Op 10 mei 1940 viel het Duitse leger ons land binnen. Anselm van de Voort voelde zich geroepen om het genadebeeld veilig te stellen. Van 10 mei 1940 tot 7 december 1940 werd het onder de vloer van de woonkamer bewaard. De draagbaar evenals de koperen kaarsenstandaard bleven zelfs tot 6 mei 1944 onder zijn hoede, omdat er toch geen processies meer kwamen. In de beginperiode kwamen veel mensen uit Broekhuizenvorst via Swolgen naar Tienray, gevlucht voor het oorlogsgeweld. Bij de familie Raijmakers, Spoorstraat 7, kregen bijvoorbeeld de families Lichteveld en Litjens onderdak in de gelagkamer. Na verloop van tijd gingen deze vluchtelingen weer terug naar hun eigen dorp. Bij Raijmakers was behalve een beugelbaan ook een slachterij, los van het huis. Op 31 oktober 1944 om 10.45 uur begonnen de Britten vanuit Venray Tienray met granaten te bestoken. Om 12.00 uur waren er drie doden te betreuren: Harrie Wijnhoven, Truusje Nabben en de heer Denen, een evacué uit Vierlingsbeek. Na de middag kwamen nog twee mensen om, evacués uit Venray, die in het klooster waren ondergebracht. De beschieting hield pas op 1 november om 15.00 uur op. Kort daarna haalde pastoor Dinckels samen met de koster het Allerheiligste uit de kerk en bracht het naar het klooster, evenals kelken, cibories, relikwieën en paramenten. Daarna werd de zwaar beschadigde kerk niet meer gebruikt.
Veel huizen raakten door de beschietingen zwaar beschadigd.

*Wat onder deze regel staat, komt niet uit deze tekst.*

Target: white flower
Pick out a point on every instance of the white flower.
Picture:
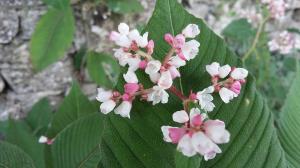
(185, 146)
(123, 28)
(165, 81)
(43, 139)
(205, 99)
(133, 63)
(124, 109)
(285, 42)
(239, 73)
(157, 95)
(107, 106)
(142, 41)
(215, 130)
(153, 67)
(205, 146)
(104, 95)
(130, 77)
(191, 31)
(190, 49)
(226, 94)
(154, 77)
(122, 56)
(176, 61)
(180, 116)
(214, 69)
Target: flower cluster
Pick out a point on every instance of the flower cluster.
(284, 42)
(276, 8)
(199, 134)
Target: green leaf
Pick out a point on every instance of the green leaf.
(182, 161)
(103, 69)
(138, 142)
(13, 157)
(20, 134)
(58, 4)
(240, 30)
(74, 106)
(39, 117)
(125, 6)
(289, 124)
(78, 145)
(53, 35)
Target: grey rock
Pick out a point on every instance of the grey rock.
(9, 25)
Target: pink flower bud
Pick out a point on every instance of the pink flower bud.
(143, 64)
(236, 87)
(113, 36)
(179, 41)
(169, 39)
(134, 46)
(150, 47)
(126, 97)
(193, 96)
(131, 88)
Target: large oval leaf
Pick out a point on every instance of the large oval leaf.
(12, 156)
(78, 145)
(53, 35)
(289, 124)
(138, 142)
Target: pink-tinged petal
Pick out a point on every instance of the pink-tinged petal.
(236, 87)
(169, 39)
(197, 120)
(174, 72)
(180, 116)
(213, 69)
(191, 31)
(179, 41)
(150, 47)
(113, 36)
(124, 109)
(131, 88)
(215, 130)
(165, 81)
(176, 134)
(143, 64)
(107, 106)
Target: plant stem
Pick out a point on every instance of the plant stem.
(255, 41)
(143, 54)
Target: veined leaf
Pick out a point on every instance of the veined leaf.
(289, 124)
(103, 69)
(12, 156)
(78, 145)
(53, 35)
(138, 142)
(74, 106)
(39, 117)
(19, 133)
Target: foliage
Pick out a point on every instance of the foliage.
(84, 138)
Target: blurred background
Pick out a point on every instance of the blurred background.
(235, 20)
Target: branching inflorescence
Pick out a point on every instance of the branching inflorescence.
(198, 134)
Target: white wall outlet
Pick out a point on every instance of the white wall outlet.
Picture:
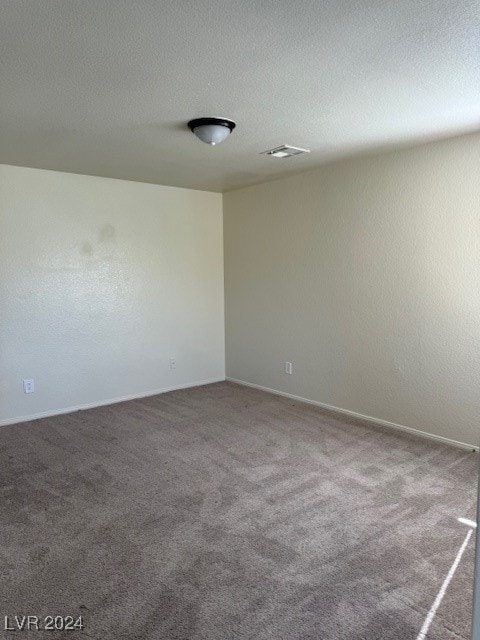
(28, 386)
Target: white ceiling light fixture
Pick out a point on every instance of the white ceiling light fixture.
(285, 151)
(212, 130)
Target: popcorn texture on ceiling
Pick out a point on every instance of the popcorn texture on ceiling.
(106, 88)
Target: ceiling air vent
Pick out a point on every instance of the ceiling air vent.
(285, 151)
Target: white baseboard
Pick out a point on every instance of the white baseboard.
(353, 414)
(103, 403)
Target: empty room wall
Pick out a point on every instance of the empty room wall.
(102, 282)
(365, 275)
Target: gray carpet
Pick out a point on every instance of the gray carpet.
(222, 513)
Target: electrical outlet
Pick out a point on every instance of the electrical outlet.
(28, 386)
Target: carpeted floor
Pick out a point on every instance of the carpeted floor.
(222, 513)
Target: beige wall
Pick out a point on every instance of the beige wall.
(365, 274)
(101, 282)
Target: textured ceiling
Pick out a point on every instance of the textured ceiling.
(105, 87)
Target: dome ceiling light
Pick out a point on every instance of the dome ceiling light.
(212, 130)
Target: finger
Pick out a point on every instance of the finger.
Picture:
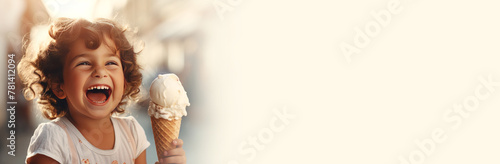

De pastorie kreeg verschillende voltreffers, waardoor de binnenmuren van de keuken en de bijkeuken instortten. Er bevonden zich tijdens deze beschieting 23 mensen in de kelder. Die wisten zich later met grote moeite uit het puin te bevrijden.
In de kelders van het klooster zaten ondertussen ruim tweehonderd vluchtelingen opeen gepakt. Ze kwamen uit Tienray, Oirlo, Venray, Wanssum, Maashees en Vierlingsbeek.
In november kwam het bevel, dat heel Tienray ontruimd moest worden. De streek was aangewezen als “Sperrgebiet”, ondanks de pogingen van pastoor Dinckels en een paar Duits sprekende zusters om dat te voorkomen. De zieken, bejaarden en zusters mochten in het klooster blijven, de overige mensen moesten direct het gebied verlaten. Iedereen moest zelf kiezen waarheen. De familie Clabbers kwam via Wanssum en Oostrum in Venray terecht op het St. Annaterrein. Daarna ging het via Deurne naar St. Anthonis. De familie Raijmakers verbleef in de kelder van het gemeentehuis in Meerlo. Na verloop van tijd trokken ze via St. Servaas in Venray, Leunen en Helmond naar Eindhoven. Daar werd iedereen eerst ontsmet, bang als men was voor luizen en ander ongedierte. Uiteindelijk kwam deze familie in een boerderij in Borkel en Schaft bij Valkenswaard terecht. De familie Kersten evacueerde naar de Herenbosweg in Melderslo, een paar honderd meter van huis.
De familie Thijssen (Swolgenseweg 41) nam het nieuwe naaimachine op de kruiwagen mee.
In september 1944 lieten de Duitsers springstof aanbrengen onder de kerk. Op 22 november 1944 lieten de Duitsers de kerktoren in de lucht vliegen. Er bleef nagenoeg niets staan. Van het oude klokje restten slechts de scherven. Ook de bomen rond de kapel moesten het ontgelden. De winkel bleef wonder boven wonder staan. Te midden van de verwoesting bleef alleen de Calvarieberg met kruisbeeld staan.